Vous trouverez dans le blog « Ecrits mystiques » en cliquant ici une analyse du texte de Maître Eckhart.
Qu’un compositeur contemporain se sente inspiré par un texte médiéval de cette nature n’a pas de quoi nous étonner. Il vibre naturellement en harmonie avec les aspirations contemporaines à la recherche d’une expérience que l’on nomme spirituelle ou même mystique, mais en dehors de toute religion établie ou de tout dogme défini. Cette expérience passe par la sensibilité et l’émotion plus que par l’analyse ou la raison. C’est exactement la fonction de la musique de Pascal Dusapin : nous plonger dans un univers sonore qui cherche à traduire, par des moyens qui ne sont pas ceux des mots, la nature de ce que le compositeur poursuit dans sa quête.
Le compositeur
Pascal Dusapin, né en 1955, est l’auteur d’une œuvre abondante dans des domaines très variés qui s’apparentent aux formes classiques telles que des quatuors à cordes, des concertos ou même des opéras (Roméo et Juliette en 1985/88 ou Penthésilea en 2015).

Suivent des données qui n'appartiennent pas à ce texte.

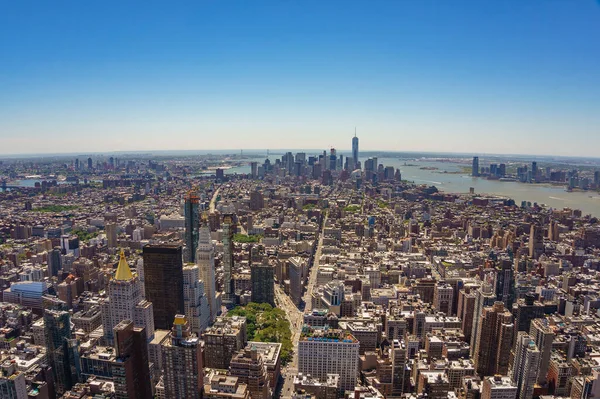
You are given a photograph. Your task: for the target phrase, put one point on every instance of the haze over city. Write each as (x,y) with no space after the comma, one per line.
(469,77)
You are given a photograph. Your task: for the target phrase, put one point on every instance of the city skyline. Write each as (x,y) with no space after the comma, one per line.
(424,76)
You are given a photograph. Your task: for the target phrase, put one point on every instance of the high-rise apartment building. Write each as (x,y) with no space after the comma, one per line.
(192,224)
(205,259)
(484,296)
(498,387)
(62,350)
(443,295)
(124,301)
(354,151)
(163,281)
(263,283)
(182,362)
(130,370)
(328,351)
(475,167)
(111,234)
(525,367)
(398,361)
(536,241)
(55,261)
(229,229)
(494,340)
(197,310)
(543,336)
(12,382)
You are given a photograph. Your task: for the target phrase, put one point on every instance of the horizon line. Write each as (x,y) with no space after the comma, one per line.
(271,150)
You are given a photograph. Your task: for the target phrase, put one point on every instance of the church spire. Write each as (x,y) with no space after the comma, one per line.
(123,271)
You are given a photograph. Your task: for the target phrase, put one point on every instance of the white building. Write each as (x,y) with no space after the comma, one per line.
(322,352)
(195,302)
(125,301)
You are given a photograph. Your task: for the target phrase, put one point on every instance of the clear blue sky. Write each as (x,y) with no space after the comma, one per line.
(503,76)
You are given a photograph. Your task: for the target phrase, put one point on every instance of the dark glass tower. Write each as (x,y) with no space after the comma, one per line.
(163,281)
(61,350)
(131,373)
(192,224)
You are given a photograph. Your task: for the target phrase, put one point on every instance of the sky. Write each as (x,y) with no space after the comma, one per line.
(469,76)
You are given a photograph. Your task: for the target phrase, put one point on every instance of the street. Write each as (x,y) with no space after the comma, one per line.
(295,317)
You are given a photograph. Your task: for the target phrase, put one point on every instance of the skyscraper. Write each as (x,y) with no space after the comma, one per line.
(542,335)
(263,286)
(484,297)
(163,279)
(475,167)
(197,310)
(192,224)
(493,340)
(62,350)
(124,301)
(228,230)
(525,365)
(130,370)
(55,261)
(354,150)
(182,361)
(111,234)
(205,259)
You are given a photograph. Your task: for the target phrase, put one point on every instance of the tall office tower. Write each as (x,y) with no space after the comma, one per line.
(62,351)
(398,360)
(354,150)
(182,361)
(525,366)
(263,283)
(329,351)
(528,309)
(12,382)
(163,280)
(229,229)
(111,234)
(534,170)
(466,309)
(494,340)
(498,387)
(536,241)
(257,200)
(130,370)
(542,335)
(192,224)
(55,262)
(505,282)
(197,310)
(248,366)
(205,259)
(475,167)
(332,159)
(223,339)
(484,297)
(124,301)
(442,298)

Sa musique reflète clairement les tendances de notre temps en matière de composition musicale : fractures de densités dans les timbres, ruptures des continuités mélodiques, variété et oppositions de langages (chromatismes, micro-intervalles…) mais aussi intégration de la consonance, ce qui est le cas de l’œuvre qui nous occupe, la musique est ici plus familière à nos oreilles.

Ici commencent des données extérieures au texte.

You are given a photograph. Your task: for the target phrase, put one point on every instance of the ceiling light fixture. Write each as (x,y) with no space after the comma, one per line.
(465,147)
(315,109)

L’œuvre « GRANUM SINAPIS »
Nous écouterons le n° 6 de cette œuvre pour chœur, composée de 1992 à 1997 : ce long temps de maturation montre l’importance que le texte de Maître Eckhart a eue dans la recherche de Dusapin.
Qu’est-ce qui a séduit le compositeur dans ce texte qui cherche à évoquer la recherche du sens de toutes choses qui habite le théologien ? Certainement le jeu des antithèses par lesquelles l’indicible cherche malgré tout à se dire : lumière/ténèbres, début/fin…
Voici le texte du n° 6, en vieil allemand avec sa traduction :
Us licht, us clâr C’est lumière, c’est clarté
Us winster gâr, c’est la ténèbre,
Us unbenant, c’est innommé,
Us unbekant, c’est ignoré,
Beginnes und ouch endes vrî libéré du début ainsi que de la fin,
us stille stât, Cela gît paisiblement,
blôs âne wât. Tout nu, sans vêtement.
Wer weiz sîn hûs ? Qui connaît sa maison ?
Der gê her ûz ah ! Qu’il en sorte !
Und sage uns, welich sîn forme sî. Et nous dise sa forme.
Cette musique est essentiellement faite de recueillement, de lenteur, écrite dans une dynamique (rapports fort/doux) plutôt retenue – les nuances sont dominées par le piano ou le mezzo-forte – une musique presque consonante mais qui procède par glissements d’accords les uns sur les autres, une musique qui n’est pas sans évoquer ici ou là le plain-chant liturgique. Discrètement le compositeur nous alerte par ces simples moyens : attention, cette musique demande une écoute attentive et accueillante pour qu’à son tour elle fasse résonner le texte de Maître Eckhart au cœur de l’auditeur comme elle a résonné dans celui du compositeur.